«How long will the hatred among ourselves last? Cuba is one, and each person loves it in their own way, but we must respect each other,» I heard a woman, not older than 60, say while standing in line for bread, as she commented on the insults and digital quarrels seen on social media between some children of this land who emigrated and those who decide to remain here, enduring blackouts, shortages, and all the daily hardships.
No one holds absolute truths, but rather feelings shaped by their education, culture, and professional aspirations. Personal experiences rarely resemble one another and guide life decisions, but from there to disrespect and the savage cannibalism of wishing for, supporting, or even calling for military interventions in the country that shelters your family and friends is a long stretch.
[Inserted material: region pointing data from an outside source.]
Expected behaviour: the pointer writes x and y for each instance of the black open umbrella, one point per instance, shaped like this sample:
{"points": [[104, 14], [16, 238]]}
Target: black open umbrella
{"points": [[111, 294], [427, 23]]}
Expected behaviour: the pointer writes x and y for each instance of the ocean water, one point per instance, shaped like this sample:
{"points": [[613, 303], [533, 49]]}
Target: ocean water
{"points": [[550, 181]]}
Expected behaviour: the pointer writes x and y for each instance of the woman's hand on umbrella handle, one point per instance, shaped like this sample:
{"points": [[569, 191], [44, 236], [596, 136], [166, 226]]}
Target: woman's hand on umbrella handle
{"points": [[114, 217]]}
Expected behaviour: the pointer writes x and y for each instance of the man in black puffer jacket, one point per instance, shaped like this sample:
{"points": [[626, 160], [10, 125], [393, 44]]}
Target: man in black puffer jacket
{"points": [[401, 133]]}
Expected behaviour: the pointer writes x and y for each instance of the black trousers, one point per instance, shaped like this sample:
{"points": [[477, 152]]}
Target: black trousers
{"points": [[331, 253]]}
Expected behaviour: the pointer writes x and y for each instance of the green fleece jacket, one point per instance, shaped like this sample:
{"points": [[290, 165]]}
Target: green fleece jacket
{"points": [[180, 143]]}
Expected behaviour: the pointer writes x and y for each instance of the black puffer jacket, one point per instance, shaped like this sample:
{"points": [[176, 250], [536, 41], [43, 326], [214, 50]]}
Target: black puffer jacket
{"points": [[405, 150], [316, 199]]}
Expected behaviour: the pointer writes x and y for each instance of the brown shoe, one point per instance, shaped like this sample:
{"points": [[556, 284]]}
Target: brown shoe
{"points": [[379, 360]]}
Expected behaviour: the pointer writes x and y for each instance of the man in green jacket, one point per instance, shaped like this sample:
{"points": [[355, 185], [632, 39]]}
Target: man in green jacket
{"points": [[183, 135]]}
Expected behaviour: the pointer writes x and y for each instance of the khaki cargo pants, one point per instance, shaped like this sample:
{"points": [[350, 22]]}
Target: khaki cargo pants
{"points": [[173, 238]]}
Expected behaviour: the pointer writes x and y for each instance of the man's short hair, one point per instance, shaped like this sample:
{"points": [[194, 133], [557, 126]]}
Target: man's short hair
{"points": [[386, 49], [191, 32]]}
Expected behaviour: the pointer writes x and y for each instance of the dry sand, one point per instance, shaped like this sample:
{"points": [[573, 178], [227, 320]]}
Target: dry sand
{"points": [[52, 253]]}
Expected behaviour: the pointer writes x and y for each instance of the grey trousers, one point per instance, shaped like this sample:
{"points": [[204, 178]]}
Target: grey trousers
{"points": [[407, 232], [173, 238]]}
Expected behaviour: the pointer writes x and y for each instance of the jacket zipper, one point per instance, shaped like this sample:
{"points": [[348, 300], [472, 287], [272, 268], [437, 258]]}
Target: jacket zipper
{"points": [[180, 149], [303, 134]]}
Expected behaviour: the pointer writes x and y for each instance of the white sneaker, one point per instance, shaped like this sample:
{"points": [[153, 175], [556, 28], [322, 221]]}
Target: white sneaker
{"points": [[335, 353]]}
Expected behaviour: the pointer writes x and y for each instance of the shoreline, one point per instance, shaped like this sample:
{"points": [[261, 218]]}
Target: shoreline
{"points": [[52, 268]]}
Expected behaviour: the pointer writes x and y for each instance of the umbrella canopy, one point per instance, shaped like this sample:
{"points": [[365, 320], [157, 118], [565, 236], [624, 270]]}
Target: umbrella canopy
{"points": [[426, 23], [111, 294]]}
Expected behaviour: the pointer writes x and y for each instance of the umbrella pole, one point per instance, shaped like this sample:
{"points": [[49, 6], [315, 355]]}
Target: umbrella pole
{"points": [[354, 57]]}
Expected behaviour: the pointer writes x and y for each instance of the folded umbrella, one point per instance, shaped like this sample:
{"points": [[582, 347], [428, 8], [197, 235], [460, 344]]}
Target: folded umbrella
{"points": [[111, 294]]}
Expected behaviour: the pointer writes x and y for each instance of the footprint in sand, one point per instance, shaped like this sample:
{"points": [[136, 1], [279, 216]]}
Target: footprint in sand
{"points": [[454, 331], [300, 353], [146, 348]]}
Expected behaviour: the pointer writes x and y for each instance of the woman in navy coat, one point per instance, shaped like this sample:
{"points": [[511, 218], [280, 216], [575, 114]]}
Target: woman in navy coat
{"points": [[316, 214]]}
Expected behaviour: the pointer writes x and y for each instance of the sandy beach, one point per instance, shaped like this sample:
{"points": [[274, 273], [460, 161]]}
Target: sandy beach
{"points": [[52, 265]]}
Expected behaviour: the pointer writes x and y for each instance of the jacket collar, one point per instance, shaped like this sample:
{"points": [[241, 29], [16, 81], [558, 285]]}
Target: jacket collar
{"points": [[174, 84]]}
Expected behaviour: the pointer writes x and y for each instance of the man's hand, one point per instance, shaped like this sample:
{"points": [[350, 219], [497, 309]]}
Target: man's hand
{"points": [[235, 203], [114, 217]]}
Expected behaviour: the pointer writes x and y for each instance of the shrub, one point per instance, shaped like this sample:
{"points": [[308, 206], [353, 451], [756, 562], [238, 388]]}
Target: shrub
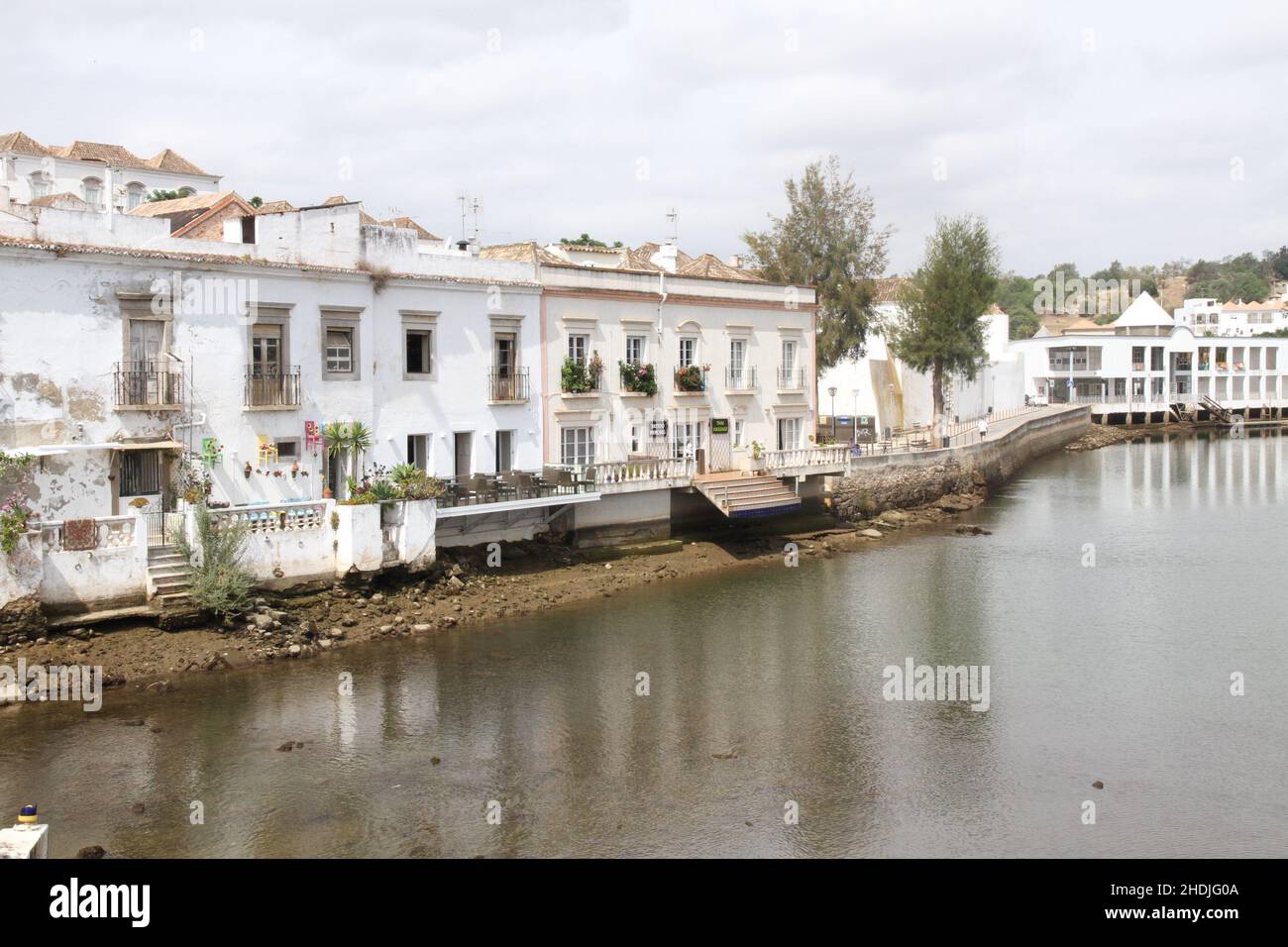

And every time we say division is ideological, I remember Frei Betto: “Ideology is the pair of glasses that each of us, without exception in the world, has behind our eyes.” Sadly, those glasses are sometimes clouded by an induced myopia from hegemonic communication systems that blind reasoning and damage relationships simply because, instead of persuading and listening, they resort to imposition and radicalism. Thinking differently is logical. Understanding that difference in every act of life without judging should also be logical.
We have all made mistakes. And of course, governments and their leaders too. Taking facts, names, or processes out of their historical context to analyze them in 2026 always risks being unfair and partial. But the Revolution—with a capital R—lived in Cuban society after 1959 is indisputable and not mere rhetoric. On a balanced scale, the correlation of benefits, social justice, and transformations is immense.
That there is bureaucracy, that many things can be changed, that we are suffocated by daily economics and inflation, that we need more secure solutions for everyday problems, and that we all have more questions about the future—this is true.
The solution lies only among Cubans. Not by appealing to third parties, and even less to the U.S. government. Not by hating, nor by supporting terror campaigns, nor by calling people to the streets that they themselves never took. Today, the dictionary of Cuban identity carries one meaning: to love the homeland, the nation. Everything else is just empty talk.